Aims Recently, cancer-derived exosomes were shown to have pro-metastasis function in cancer, but the mechanism remains unclear. Angiogenesis is essential for tumor progression and is a great promising therapeutic target for advanced cervical cancer. Here, we investigated the role of cervical cancer cell-secreted exosomal miR-221-3p in tumor angiogenesis.
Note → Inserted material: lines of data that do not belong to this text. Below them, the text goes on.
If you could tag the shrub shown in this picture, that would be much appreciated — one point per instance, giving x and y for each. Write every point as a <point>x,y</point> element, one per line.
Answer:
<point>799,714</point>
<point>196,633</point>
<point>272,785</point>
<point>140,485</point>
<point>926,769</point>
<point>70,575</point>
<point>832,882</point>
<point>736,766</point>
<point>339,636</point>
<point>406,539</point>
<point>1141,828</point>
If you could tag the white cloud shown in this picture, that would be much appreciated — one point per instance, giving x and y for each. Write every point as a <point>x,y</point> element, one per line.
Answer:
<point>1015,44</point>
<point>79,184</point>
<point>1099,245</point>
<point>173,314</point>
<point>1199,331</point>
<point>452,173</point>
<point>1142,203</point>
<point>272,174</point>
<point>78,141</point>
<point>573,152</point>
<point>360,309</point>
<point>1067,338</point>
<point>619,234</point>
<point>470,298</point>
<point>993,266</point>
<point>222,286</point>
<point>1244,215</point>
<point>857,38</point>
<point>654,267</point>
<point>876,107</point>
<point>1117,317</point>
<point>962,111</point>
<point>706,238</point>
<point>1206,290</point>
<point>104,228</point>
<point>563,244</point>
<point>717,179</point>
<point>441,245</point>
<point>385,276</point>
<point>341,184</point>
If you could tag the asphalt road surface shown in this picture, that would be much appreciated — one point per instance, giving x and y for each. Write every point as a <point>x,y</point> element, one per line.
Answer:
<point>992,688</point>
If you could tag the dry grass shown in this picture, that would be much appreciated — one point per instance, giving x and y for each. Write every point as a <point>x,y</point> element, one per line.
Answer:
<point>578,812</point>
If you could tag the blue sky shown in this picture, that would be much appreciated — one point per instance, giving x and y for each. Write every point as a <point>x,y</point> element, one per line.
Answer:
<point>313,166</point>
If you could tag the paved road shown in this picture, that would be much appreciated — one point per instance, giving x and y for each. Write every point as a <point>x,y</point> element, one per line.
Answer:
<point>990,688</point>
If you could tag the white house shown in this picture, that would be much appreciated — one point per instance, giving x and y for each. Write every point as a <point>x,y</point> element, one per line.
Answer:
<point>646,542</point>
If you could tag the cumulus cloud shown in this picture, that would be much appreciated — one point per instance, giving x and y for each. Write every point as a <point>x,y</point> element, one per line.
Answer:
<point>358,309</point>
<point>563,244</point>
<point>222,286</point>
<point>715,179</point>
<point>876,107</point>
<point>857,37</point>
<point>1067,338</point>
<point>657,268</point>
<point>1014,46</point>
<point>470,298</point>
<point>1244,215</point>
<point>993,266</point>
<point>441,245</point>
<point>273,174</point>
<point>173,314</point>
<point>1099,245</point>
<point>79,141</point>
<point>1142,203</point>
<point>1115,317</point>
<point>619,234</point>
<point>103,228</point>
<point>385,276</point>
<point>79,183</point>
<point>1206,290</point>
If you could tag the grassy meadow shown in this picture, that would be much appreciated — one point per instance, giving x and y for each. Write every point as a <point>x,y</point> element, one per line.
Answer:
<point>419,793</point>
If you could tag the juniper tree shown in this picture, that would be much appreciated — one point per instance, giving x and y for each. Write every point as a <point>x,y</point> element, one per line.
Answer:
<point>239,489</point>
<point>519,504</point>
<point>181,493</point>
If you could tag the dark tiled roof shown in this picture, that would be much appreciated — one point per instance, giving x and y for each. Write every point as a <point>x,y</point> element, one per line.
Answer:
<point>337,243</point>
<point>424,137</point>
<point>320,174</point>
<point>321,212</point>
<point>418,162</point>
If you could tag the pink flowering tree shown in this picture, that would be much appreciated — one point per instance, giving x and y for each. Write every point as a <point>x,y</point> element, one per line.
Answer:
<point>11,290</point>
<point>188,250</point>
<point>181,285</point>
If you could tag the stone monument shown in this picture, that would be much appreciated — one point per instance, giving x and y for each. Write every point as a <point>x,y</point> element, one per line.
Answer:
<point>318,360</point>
Methods and results miR-221-3p was found to be closely correlated with microvascular density in cervical squamous cell carcinoma (CSCC) by evaluating the microvascular density with immunohistochemistry and miR-221-3p expression with in situ hybridization in clinical specimens. Using the groups of CSCC cell lines (SiHa and C33A) with miR-221-3p overexpression and silencing, the CSCC exosomes were characterized by electron microscopy, western blotting, and fluorescence microscopy. The enrichment of miR-221-3p in CSCC exosomes and its transfer into human umbilical vein endothelial cells (HUVECs) were confirmed by qRT-PCR. CSCC exosomal miR-221-3p promoted angiogenesis in vitro in Matrigel tube formation assay, spheroid sprouting assay, migration assay, and wound healing assay. Then, exosome intratumoral injection indicated that CSCC exosomal miR-221-3p promoted tumor growth in vivo. Thrombospondin-2 (THBS2) was bioinformatically predicted to be a direct target of miR-221-3p, and this was verified by using the in vitro and in vivo experiments described above. Additionally, overexpression of THBS2 in HUVECs rescued the angiogenic function of miR-221-3p. Conclusions Our results suggest that CSCC exosomes transport miR-221-3p from cancer cells to vessel endothelial cells and promote angiogenesis by downregulating THBS2. Therefore, CSCC-derived exosomal miR-221-3p could be a possible novel diagnostic biomarker and therapeutic target for CSCC progression.